This week we answer the question, How do you react to reviews of your writing?
I have a Google alert for my book titles, so I usually know when I’ve had a review. I want to know what’s going on with my books.
Whenever I get a review, I hold my breath and read through with hope. Usually reviews make me smile. But when I get a negative review, I tell myself this is just one person and that everyone has different taste in books. Still…there have been a few times when reviews stung. When words hurt bad enough to make me cry, I give myself permission to wallow in misery for a day or two. Then I shake it off and get back to work on the next book.
Fortunately most reviews — more often from bloggers these days – — say wonderful things that make me feel great. The reviews I value most by reviewers who enjoyed reading my books as much as I enjoyed creating them.
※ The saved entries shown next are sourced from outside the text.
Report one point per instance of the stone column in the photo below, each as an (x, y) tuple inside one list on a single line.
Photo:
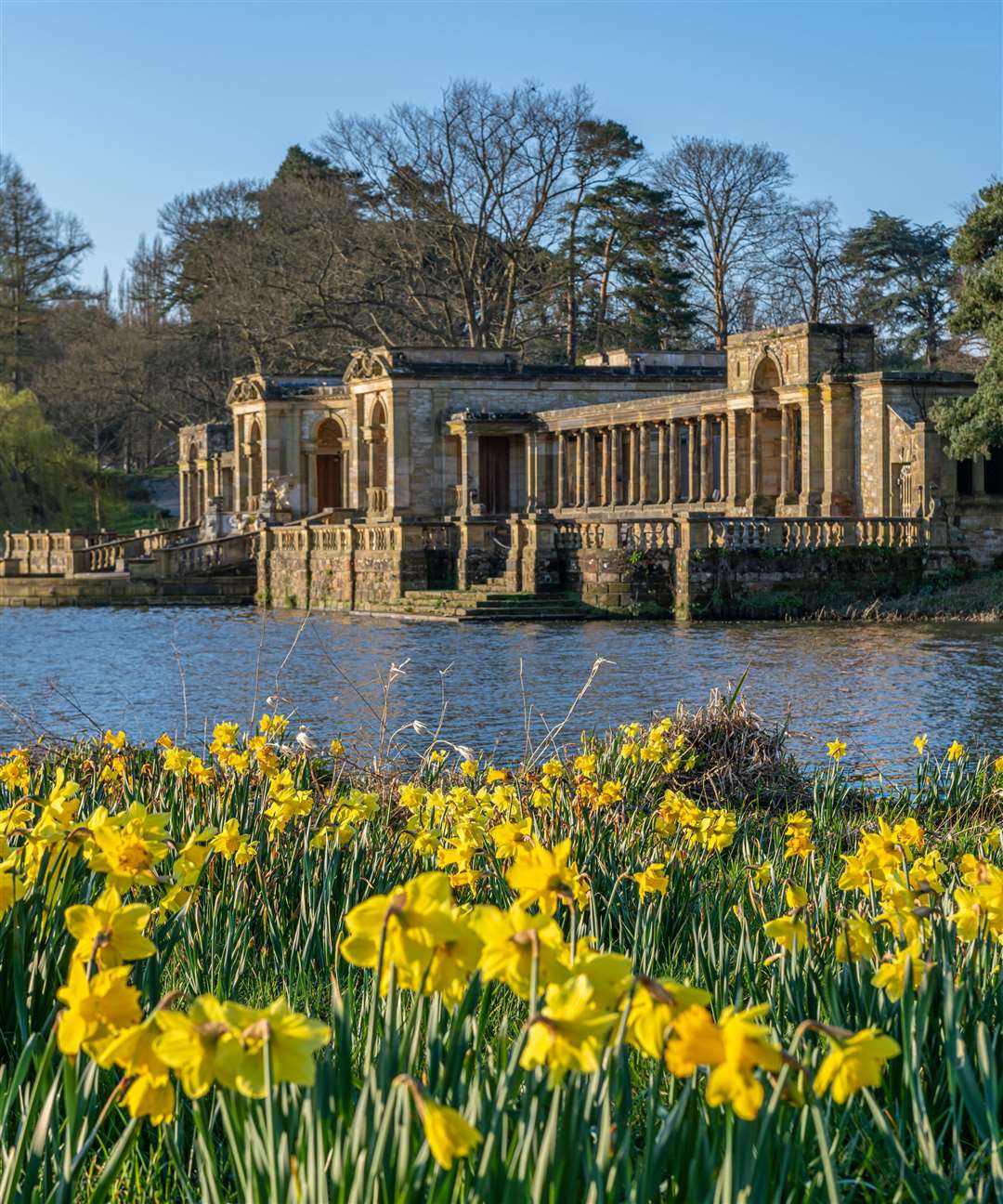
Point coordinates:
[(754, 458), (694, 491), (706, 459), (632, 492), (530, 456), (470, 468), (731, 463), (673, 462), (839, 448), (643, 440), (662, 484)]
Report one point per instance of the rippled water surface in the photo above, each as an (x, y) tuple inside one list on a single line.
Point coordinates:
[(72, 671)]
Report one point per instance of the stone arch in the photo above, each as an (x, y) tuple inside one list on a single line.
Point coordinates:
[(764, 458), (377, 439), (193, 485), (254, 468), (767, 376), (330, 464)]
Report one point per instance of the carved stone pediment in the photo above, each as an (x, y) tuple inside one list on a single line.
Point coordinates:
[(246, 389), (370, 362)]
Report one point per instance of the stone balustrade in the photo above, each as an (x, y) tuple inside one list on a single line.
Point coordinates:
[(181, 560), (813, 533)]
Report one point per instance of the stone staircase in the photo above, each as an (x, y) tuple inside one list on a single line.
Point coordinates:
[(488, 602)]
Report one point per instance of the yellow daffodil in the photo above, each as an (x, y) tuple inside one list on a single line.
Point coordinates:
[(97, 1008), (410, 923), (569, 1032), (511, 939), (855, 939), (652, 881), (788, 931), (853, 1064), (734, 1049), (109, 932), (654, 1005), (542, 877), (191, 1044), (905, 968), (291, 1038)]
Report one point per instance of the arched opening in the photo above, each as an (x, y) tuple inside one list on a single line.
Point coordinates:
[(766, 451), (767, 378), (254, 465), (194, 487), (330, 466), (378, 447)]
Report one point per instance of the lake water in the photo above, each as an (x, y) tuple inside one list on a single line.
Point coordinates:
[(77, 671)]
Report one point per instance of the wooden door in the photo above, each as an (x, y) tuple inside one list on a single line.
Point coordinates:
[(495, 473), (329, 482)]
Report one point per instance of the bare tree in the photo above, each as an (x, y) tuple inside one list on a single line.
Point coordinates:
[(467, 194), (808, 280), (40, 257), (734, 190)]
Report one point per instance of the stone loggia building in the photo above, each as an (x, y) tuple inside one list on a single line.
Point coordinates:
[(451, 470)]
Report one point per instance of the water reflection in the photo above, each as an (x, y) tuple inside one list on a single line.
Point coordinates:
[(73, 671)]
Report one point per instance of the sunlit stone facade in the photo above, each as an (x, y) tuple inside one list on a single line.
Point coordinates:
[(788, 422)]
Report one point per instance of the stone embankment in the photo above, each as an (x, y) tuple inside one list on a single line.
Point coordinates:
[(693, 566)]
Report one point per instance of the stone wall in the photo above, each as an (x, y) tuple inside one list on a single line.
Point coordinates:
[(622, 582)]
For instance, a review from SLJ for DEAD GIRL WALKING (2008) was a favorite because the reviewer contacted me after writing the review to say how much she enjoyed my book. That meant a lot to me, and I was very glad for the opportunity to thank her via email.
I absolutely read all my reviews, and I weigh them both (though I probably shouldn’t) the same. The good ones I squeal over and post on Twitter, Facebook, my blog and my website. The bad ones are a little more complicated.
First, I must read the review no less than ten times to make sure I’ve remembered the crushing words by heart so I can use them against myself later when I’m having a pity party over some other book-related issue.
(Example: “I can’t believe my library won’t carry ‘Kittens in the Meat Grinder’! But then again, The New York Times did call it ‘A tragic tale.’”)
Second, I subject the words of the review to my own interpretation, followed by looking up any of the negative words in the dictionary, just to make sure there isn’t some other interpretation of “makes me want to end literacy”.
Third, I send the review to my critique partner, my mentor, my friends in the writing community and ask them what THEY all think. When they’re able to see the positive bits that I didn’t, I relax a little and pull the good snippets out for a blurb.
Note: I’ve never gotten these particular negative reviews. I’ve also never written a book called “Kittens in the Meat Grinder”. Hamsters work MUCH better.